The correct permission to request is User.Read.All application permission with admin consent. For a daemon app that runs without a user, you must use an application permission rather than a delegated permission because there is no signed-in user present to delegate their rights; the app authenticates as itself using client credentials. Application permissions grant the app direct access to data across the entire organization, which is why admin consent is mandatory—this ensures an administrator explicitly approves the elevated scope. On the MS-102 exam, this scenario tests your understanding of the difference between delegated and application permissions, often appearing in questions about background services or automated tasks. A common trap is selecting a delegated permission like User.Read.All delegated, which fails because no user context exists. Remember the key distinction: no user means no delegation—always choose application permissions for daemon apps. A helpful mnemonic is “Daemon demands direct, delegated dies without a user.”
MS-102 Practice Question: Implement and manage Microsoft Entra identity and access
This MS-102 practice question tests your understanding of implement and manage microsoft entra identity and access. Match the stated requirement to the specific cloud service, access model, or configuration option — many options are valid in isolation but not for this scenario. After answering, compare your reasoning against the explanation and wrong-answer breakdown below. Once you have made your selection, read the full explanation to reinforce the concept and understand why each distractor is designed to mislead on exam day.

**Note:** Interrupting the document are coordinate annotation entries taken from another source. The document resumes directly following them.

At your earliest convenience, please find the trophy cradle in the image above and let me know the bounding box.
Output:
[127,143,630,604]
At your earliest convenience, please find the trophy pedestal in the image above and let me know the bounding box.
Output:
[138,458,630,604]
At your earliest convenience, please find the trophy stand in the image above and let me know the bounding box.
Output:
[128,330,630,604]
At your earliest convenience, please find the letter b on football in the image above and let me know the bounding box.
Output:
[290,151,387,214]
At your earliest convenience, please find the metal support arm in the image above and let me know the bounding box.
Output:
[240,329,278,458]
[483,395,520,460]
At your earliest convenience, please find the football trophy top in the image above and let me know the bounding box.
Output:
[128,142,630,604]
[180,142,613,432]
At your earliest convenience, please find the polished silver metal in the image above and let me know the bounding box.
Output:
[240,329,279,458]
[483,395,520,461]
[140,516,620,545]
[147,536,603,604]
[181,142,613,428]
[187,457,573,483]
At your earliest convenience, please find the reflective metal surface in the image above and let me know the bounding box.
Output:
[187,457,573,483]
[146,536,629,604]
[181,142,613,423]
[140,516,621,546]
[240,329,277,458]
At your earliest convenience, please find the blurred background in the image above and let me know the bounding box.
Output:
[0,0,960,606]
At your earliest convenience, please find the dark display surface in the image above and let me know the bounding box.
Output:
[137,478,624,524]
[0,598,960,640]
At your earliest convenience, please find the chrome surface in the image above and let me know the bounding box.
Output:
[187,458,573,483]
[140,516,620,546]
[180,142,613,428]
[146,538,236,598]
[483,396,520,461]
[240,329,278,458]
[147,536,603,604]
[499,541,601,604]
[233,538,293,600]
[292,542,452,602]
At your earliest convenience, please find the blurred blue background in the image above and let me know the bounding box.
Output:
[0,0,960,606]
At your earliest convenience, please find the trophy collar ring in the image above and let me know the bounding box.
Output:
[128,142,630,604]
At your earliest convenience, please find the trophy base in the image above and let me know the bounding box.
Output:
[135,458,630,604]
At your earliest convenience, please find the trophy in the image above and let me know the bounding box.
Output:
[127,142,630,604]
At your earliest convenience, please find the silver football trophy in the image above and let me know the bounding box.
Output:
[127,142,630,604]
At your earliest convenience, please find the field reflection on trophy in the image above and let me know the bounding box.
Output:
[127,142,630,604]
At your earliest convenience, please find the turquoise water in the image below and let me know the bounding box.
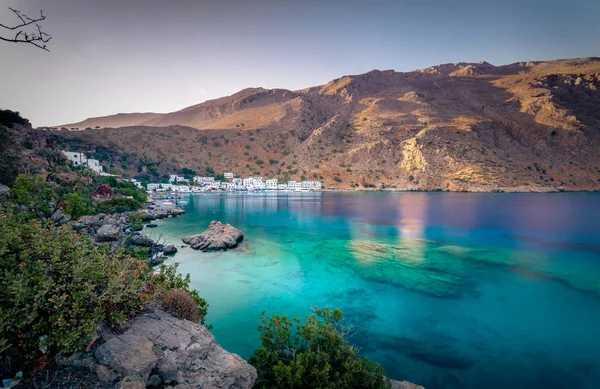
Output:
[147,193,600,389]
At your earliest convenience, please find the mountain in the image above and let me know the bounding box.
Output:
[49,58,600,191]
[56,112,161,130]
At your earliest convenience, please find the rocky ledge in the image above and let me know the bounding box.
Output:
[61,307,256,389]
[182,220,244,251]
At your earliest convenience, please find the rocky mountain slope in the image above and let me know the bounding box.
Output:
[49,58,600,191]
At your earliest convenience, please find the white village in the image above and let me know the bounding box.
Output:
[63,150,322,194]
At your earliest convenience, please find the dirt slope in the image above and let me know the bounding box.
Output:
[49,58,600,191]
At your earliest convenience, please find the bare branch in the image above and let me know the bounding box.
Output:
[0,8,52,51]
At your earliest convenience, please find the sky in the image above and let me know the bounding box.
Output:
[0,0,600,126]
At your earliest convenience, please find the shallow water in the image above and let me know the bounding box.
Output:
[152,193,600,389]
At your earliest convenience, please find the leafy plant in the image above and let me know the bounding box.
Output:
[0,209,151,377]
[249,308,391,389]
[154,263,212,328]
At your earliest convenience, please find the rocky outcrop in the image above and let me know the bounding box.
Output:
[182,220,244,251]
[63,307,256,389]
[391,380,425,389]
[94,224,121,242]
[163,244,177,255]
[131,235,156,247]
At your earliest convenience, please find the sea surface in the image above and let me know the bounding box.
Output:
[154,193,600,389]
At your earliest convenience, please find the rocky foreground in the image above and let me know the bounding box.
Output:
[61,307,256,389]
[181,220,244,252]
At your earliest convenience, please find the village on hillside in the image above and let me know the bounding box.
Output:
[147,172,322,193]
[62,150,322,193]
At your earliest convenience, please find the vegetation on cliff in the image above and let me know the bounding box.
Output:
[249,308,390,389]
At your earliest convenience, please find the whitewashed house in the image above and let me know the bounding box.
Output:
[265,178,277,190]
[194,176,215,184]
[173,185,191,193]
[302,181,321,189]
[87,158,103,173]
[62,150,87,166]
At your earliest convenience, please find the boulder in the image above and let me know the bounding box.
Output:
[50,208,71,225]
[73,215,104,230]
[182,220,244,251]
[94,224,121,242]
[62,307,256,389]
[141,213,155,222]
[131,235,156,247]
[163,244,177,255]
[390,380,425,389]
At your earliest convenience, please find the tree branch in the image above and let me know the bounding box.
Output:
[0,8,52,51]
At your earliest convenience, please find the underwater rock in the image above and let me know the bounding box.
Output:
[181,220,244,251]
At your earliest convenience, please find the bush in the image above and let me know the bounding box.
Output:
[10,174,58,218]
[162,289,200,323]
[63,193,91,219]
[248,308,390,389]
[0,210,151,377]
[98,198,142,213]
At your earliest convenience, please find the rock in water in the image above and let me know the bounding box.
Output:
[182,220,244,251]
[391,380,425,389]
[163,244,177,255]
[131,235,156,247]
[95,224,121,242]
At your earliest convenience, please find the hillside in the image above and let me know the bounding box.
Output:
[49,58,600,191]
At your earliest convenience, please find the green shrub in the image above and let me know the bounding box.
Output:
[98,197,142,213]
[162,289,200,323]
[63,192,91,219]
[10,174,58,218]
[249,308,390,389]
[153,263,212,328]
[0,210,150,377]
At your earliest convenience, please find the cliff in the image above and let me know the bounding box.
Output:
[45,58,600,191]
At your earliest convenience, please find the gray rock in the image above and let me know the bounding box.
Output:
[182,220,244,251]
[390,380,425,389]
[146,374,162,388]
[131,235,156,247]
[73,215,104,230]
[62,308,256,389]
[163,244,177,255]
[142,213,154,222]
[0,184,10,196]
[50,208,71,225]
[94,224,121,242]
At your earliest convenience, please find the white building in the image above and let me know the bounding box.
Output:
[265,178,277,190]
[301,181,321,189]
[62,150,103,173]
[194,176,215,184]
[129,178,143,189]
[146,183,173,192]
[173,185,191,193]
[169,174,190,183]
[87,159,103,173]
[62,150,87,166]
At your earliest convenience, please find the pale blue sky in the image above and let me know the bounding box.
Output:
[0,0,600,126]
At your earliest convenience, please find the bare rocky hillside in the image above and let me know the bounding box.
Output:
[49,58,600,191]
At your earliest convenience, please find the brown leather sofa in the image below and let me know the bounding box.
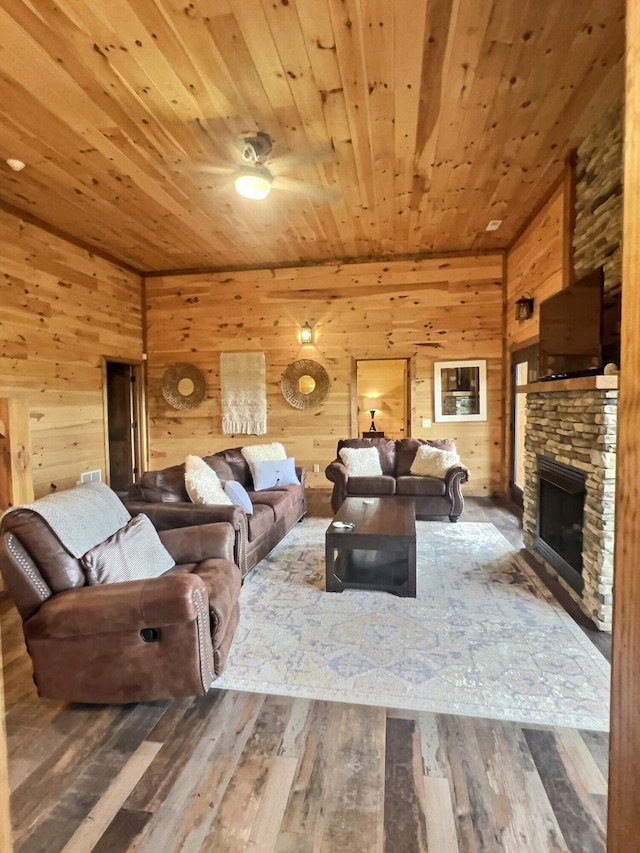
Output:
[124,447,307,575]
[325,438,469,521]
[0,502,242,703]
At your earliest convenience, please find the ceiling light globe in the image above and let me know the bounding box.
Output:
[234,172,271,199]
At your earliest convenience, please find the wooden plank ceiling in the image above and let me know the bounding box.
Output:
[0,0,624,271]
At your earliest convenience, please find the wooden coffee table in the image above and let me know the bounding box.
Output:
[325,497,416,598]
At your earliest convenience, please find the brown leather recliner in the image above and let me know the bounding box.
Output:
[0,502,242,703]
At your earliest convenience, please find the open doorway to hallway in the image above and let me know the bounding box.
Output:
[104,359,145,494]
[355,358,411,438]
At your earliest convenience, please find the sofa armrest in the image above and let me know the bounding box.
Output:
[25,573,209,640]
[444,465,469,521]
[324,459,349,512]
[444,465,469,494]
[124,500,249,575]
[158,521,236,563]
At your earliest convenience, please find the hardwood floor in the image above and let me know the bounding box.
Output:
[0,495,608,853]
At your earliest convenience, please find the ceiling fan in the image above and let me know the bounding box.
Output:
[192,130,342,202]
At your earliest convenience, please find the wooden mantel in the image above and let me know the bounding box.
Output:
[516,375,618,394]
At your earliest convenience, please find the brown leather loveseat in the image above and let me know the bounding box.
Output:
[124,447,307,575]
[325,438,469,521]
[0,483,242,703]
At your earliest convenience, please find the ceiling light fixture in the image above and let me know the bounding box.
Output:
[234,167,273,199]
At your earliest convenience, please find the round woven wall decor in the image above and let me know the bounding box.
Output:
[162,362,207,409]
[280,358,329,409]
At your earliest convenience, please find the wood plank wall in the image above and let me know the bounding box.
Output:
[507,182,567,352]
[146,254,503,495]
[0,210,142,497]
[607,2,640,853]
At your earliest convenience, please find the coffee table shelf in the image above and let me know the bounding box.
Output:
[325,497,416,598]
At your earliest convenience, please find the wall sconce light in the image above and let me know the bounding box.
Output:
[516,296,533,320]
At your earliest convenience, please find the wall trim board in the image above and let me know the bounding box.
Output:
[562,148,578,287]
[141,248,508,279]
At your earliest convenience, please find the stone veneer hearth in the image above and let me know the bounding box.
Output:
[520,376,618,631]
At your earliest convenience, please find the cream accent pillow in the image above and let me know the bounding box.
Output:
[339,447,382,477]
[80,513,175,585]
[240,441,287,477]
[184,456,233,506]
[411,444,460,479]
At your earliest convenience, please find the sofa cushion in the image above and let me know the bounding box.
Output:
[396,474,447,497]
[252,456,300,492]
[80,514,175,585]
[247,504,276,542]
[338,438,396,476]
[411,444,460,477]
[249,485,300,521]
[184,456,233,506]
[214,447,253,489]
[338,447,382,477]
[347,474,396,495]
[224,480,253,515]
[240,441,287,480]
[395,438,456,477]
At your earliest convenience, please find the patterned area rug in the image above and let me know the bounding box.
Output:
[214,519,610,731]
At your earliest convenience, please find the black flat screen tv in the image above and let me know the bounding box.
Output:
[539,267,604,379]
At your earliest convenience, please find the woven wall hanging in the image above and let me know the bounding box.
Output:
[280,358,329,409]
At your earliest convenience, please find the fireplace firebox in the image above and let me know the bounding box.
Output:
[536,456,587,593]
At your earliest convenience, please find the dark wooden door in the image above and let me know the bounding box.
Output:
[107,361,137,492]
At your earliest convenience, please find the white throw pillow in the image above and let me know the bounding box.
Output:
[411,444,460,479]
[184,456,233,506]
[339,447,382,477]
[253,456,300,492]
[240,441,287,479]
[80,513,175,585]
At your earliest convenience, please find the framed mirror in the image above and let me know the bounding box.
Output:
[433,359,487,422]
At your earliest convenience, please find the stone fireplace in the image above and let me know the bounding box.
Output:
[521,376,618,631]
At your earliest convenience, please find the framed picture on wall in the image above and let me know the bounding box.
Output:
[433,359,487,422]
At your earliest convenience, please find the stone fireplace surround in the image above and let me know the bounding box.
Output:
[518,376,618,631]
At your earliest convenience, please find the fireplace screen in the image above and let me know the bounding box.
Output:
[536,456,586,592]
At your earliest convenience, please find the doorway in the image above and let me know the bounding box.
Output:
[105,359,145,495]
[352,358,411,438]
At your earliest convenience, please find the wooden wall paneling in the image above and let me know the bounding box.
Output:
[607,3,640,853]
[146,255,503,494]
[0,397,33,512]
[0,624,13,853]
[0,212,142,500]
[506,183,566,349]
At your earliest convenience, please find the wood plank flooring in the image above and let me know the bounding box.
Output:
[0,498,608,853]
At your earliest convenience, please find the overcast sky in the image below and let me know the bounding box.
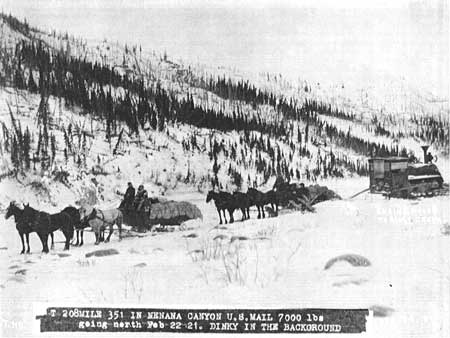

Answer the question above first, then reveal the full breakdown to understand why each option is right or wrong.
Correct answer & explanation
✓
User.Read.All application permission with admin consent.
For a daemon application that runs without a user, you must request an application permission (not delegated) because there is no signed-in user to delegate permissions. User.Read.All application permission allows the app to read all users' full profiles without a user context, and admin consent is required because this permission grants access to data across the entire organization.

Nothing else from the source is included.